注ぎ込まれる生命
4月になり、新しい生活が始まった。
誠司は、当初、入学を予定していた関西の大学ではなく、東京の私立大学に進学した。
理由は簡単だ。
就職活動の時に有利になるからだ。
武田家は神奈川に住んでいたので、東京の大学までは自宅から通うように言われるかと懸念していたが、それとなく両親に尋ねてみた時に、東京の大学に進学する場合でも誠司を一人暮らしさせるつもりだったことが判明したため、誠司は迷わず東京の大学を選んだ。
携帯と住所を変えた時に、ブラックリスト入りしていたアマソンなどのアカウントを再取得することができたので、ネットでの小遣い稼ぎをまた再開することができた。

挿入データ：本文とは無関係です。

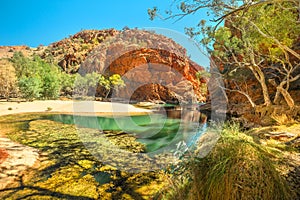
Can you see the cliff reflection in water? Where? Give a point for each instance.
(159, 131)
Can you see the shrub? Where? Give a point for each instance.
(237, 168)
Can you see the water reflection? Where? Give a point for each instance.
(160, 131)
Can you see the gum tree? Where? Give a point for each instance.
(258, 36)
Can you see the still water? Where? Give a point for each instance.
(163, 128)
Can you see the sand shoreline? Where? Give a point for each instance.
(71, 107)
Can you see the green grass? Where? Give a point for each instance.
(237, 168)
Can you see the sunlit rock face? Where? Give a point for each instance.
(152, 66)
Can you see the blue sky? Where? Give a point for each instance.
(35, 22)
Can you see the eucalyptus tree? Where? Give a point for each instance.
(260, 37)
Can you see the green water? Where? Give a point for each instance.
(156, 131)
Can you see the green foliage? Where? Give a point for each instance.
(113, 82)
(237, 168)
(67, 83)
(37, 78)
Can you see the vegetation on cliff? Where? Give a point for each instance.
(256, 51)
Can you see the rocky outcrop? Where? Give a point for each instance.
(69, 53)
(8, 51)
(153, 67)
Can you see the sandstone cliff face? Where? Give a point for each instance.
(71, 52)
(152, 66)
(8, 51)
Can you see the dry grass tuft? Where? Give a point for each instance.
(283, 119)
(237, 168)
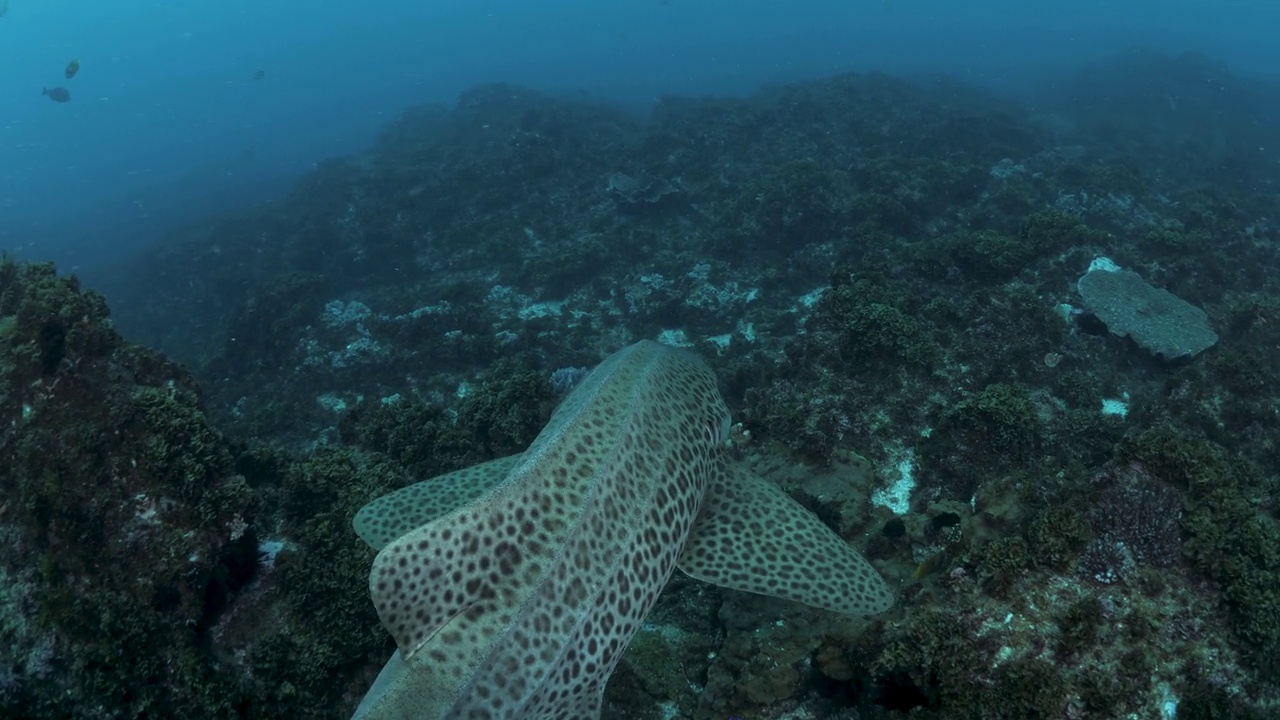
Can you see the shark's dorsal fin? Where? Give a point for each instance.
(754, 537)
(412, 506)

今度は、規約違反にならないように気をつけながら、地道に稼いでいこう。
ネットでの取引とバイトと仕送りとで月十数万になる。
月数万円のアパートを借りた。部屋は狭いが、大学からは近いし、騒音もひどくないのでまあ悪くはないだろう。
もちろん、アパートには結衣も連れてきている。
二人は激しく愛しあったあと、布団に寝転がっていた。
「ねぇ、誠司くん。たまには、顔とかおっぱいにかけたりしてもいいんだよ?」
結衣が体を横に向けて、誠司の方を見た。
ちょうど両腕で胸を挟み込むような形になっているので、いつもより胸の大きさが強調されて見える。

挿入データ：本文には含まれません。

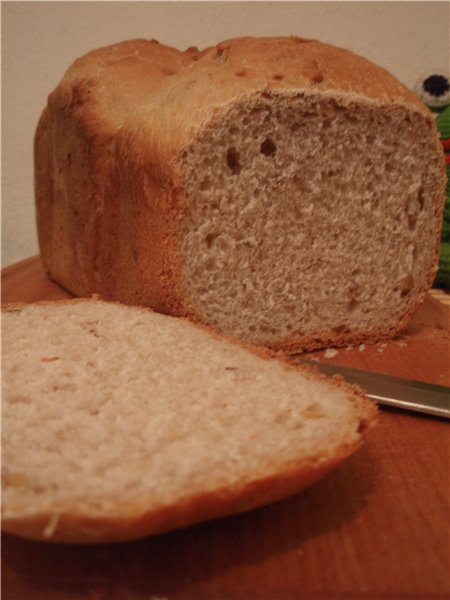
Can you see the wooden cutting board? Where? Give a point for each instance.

「ダメですよ。せっかく最近動ける時間が伸びてきたのに。ぶっかけるより、直接注ぎ込んだほうが、結衣さんの生命力になるみたいですから」
彼女が再び目覚めた日から、最低でも彼女の中に毎日7回は注ぎ込んでいる。
それ以外にも、窮屈なユニットバスに無理やり一緒に入ったり、トイレにまでついてくるようになった。その上、暇さえあればキスをしている。
その甲斐あってか、彼女の生身で活動できる時間は徐々に伸びてきており、最近は3時間ほど動けるようになった。

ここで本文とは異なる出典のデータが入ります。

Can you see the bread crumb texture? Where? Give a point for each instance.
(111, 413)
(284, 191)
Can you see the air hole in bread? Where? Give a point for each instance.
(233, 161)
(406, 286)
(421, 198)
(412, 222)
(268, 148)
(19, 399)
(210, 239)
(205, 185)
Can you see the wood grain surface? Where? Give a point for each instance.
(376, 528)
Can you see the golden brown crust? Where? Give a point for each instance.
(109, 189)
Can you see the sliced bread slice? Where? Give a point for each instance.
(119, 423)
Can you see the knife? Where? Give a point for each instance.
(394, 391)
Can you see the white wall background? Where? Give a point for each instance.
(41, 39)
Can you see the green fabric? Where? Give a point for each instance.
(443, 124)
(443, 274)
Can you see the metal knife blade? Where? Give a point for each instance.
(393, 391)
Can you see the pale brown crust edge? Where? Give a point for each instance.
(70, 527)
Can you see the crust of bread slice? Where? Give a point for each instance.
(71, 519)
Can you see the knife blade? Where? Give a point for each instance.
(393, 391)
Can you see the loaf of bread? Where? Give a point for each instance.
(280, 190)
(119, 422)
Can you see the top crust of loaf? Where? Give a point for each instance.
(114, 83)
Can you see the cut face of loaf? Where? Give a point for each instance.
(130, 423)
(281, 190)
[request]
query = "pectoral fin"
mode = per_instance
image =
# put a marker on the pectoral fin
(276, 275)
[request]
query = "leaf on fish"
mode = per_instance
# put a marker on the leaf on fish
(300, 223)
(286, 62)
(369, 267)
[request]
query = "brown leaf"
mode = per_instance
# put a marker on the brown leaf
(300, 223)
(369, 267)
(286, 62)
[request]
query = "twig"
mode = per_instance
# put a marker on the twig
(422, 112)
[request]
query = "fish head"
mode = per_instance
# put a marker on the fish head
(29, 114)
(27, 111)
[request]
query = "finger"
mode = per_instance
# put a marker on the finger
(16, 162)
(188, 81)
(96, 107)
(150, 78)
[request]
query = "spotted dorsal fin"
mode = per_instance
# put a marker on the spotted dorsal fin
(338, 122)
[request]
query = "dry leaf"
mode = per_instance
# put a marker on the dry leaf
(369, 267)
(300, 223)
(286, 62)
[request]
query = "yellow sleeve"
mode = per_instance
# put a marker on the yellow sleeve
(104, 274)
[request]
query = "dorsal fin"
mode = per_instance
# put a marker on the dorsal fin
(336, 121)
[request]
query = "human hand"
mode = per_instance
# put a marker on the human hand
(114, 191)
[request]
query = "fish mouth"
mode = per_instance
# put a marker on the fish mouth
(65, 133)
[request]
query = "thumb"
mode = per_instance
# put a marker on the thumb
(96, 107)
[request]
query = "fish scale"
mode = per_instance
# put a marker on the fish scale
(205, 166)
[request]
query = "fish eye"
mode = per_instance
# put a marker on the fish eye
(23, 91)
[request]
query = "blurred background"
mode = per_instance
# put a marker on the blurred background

「あともうちょっと生身で動ける時間が伸びたら、一緒に大学に行きましょう。語学の授業でもない限り、誰が入っててもバレないですから」
言いながら、誠司は気が狂ったように彼女の顔中にキスを繰り返した。
「でも、そしたら、家で動ける時間が減っちゃうよ?」
「大丈夫です。俺、結衣さんが一日中生身でいられるようになるまで、愛し尽くしますから」
「もう……成績落ちちゃったら、お父さんに退学させられるかもしれないし、ちゃんと勉強もしなきゃダメだよ」
「わかってますって、それじゃあ、充電再開しましょうか」
そう言って、誠司は結衣に覆いかぶさった。